Déraillement en voie principale
Canadien National
Point milliaire 6,44, subdivision Sussex
River Glade, Nouveau-Brunswick



Le Bureau de la sécurité des transports du Canada (BST) a enquêté sur cet événement dans le but de promouvoir la sécurité des transports. Le Bureau n’est pas habilité à attribuer ni à déterminer les responsabilités civiles ou pénales. Le présent rapport n’est pas créé pour être utilisé dans le contexte d’une procédure judiciaire, disciplinaire ou autre. Voir Propriété et utilisation du contenu.

Résumé

Le 11 mars 1996, vers 8 h 35, heure normale de l'Atlantique (HNA), 22 wagons du train de marchandises no 311-11-11 du Canadien National (CN) qui faisait route vers l'est ont déraillé près de River Glade (Nouveau-Brunswick) à la hauteur du point milliaire 6,44 de la subdivision Sussex. Seize des wagons qui ont déraillé étaient des wagons-citernes chargés de diverses marchandises dangereuses. Environ 455 litres d'essence ont été répandus d'un wagon-citerne et une petite quantité de butane s'est échappée de deux wagons-citernes sous pression. Par mesure de précaution, les résidents de deux maisons des alentours ont été évacués pendant environ quatre heures. Personne n'a été blessé.

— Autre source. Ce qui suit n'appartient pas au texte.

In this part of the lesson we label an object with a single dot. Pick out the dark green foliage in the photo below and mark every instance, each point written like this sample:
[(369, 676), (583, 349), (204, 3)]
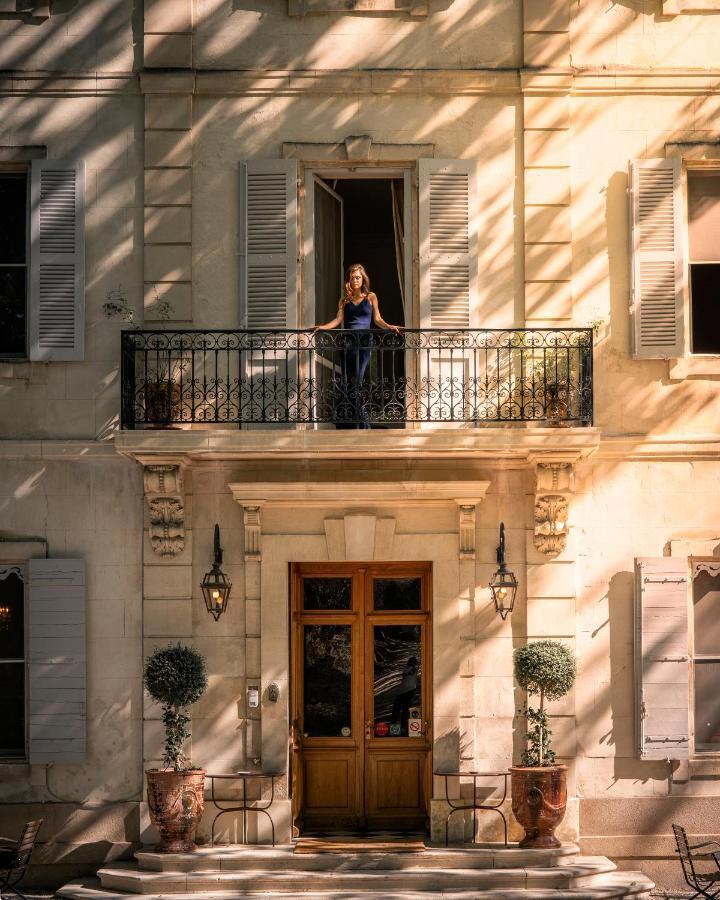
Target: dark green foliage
[(175, 677), (547, 669)]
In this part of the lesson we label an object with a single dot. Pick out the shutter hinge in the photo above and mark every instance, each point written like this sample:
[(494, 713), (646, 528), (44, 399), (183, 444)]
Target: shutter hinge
[(682, 580)]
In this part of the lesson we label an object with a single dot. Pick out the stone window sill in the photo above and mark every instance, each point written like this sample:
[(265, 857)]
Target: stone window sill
[(308, 7), (675, 7), (695, 366)]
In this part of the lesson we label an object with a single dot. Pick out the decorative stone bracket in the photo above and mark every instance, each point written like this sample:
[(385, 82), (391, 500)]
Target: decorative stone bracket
[(554, 487), (164, 496)]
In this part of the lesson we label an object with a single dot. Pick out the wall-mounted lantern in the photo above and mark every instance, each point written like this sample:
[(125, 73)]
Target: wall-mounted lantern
[(216, 585), (504, 582)]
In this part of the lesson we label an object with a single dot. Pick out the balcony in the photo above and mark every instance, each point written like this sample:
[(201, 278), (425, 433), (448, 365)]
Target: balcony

Le Bureau a déterminé qu'une rupture de champignon de rail et d'âme de rail, causée par une fissuration verticale du champignon, a entraîné le déraillement. Une défaillance métallurgique est à l'origine de la fissuration verticale du champignon.

This report is also available in English.

Renseignements de base

L'accident

Le train quitte Saint John (Nouveau-Brunswick), point milliaire 86,9, en direction est à destination de Moncton (Nouveau-Brunswick), point milliaire 0,0. En traversant un passage à niveau public au point milliaire 6,44, les freins d'urgence se déclenchent. Les membres de l'équipe prennent les mesures d'urgence nécessaires, et déterminent que 22 wagons (du 27e au 48e) ont déraillé. Parmi les wagons déraillés, on compte 16 wagons-citernes contenant des marchandises dangereuses, notamment de l'essence, du butane ou du mazout. La paroi des citernes des wagons-citernes CGTX 30413, chargé d'essence, et DCTX 34255, contenant des résidus de butane, est percée et laisse échapper de petites quantités de produit. Trois jours après l'événement, on découvre que le wagon CGTX 63723 (contenant aussi des résidus de butane) fuit.

Le butane est un gaz inflammable incolore dont la pression de vapeur est de 16,3 livres au pouce carré (lb/po2) à 21 degrés Celsius. Il est faiblement odorant et légèrement toxique en cas d'inhalation. L'essence est un liquide transparent, volatil, odorant et inflammable. Elle attaque le système nerveux central, le foie et les reins en cas d'inhalation ou d'absorption par la peau.

La police locale avise immédiatement huit résidents de deux maisons des alentours du danger éventuel constitué par le déraillement et leur demande d'évacuer le secteur. On leur permet de regagner leur domicile environ quatre heures plus tard après que les autorités du CN et du service des incendies de Moncton inspectent les lieux et déterminent qu'il n'y a pas de danger.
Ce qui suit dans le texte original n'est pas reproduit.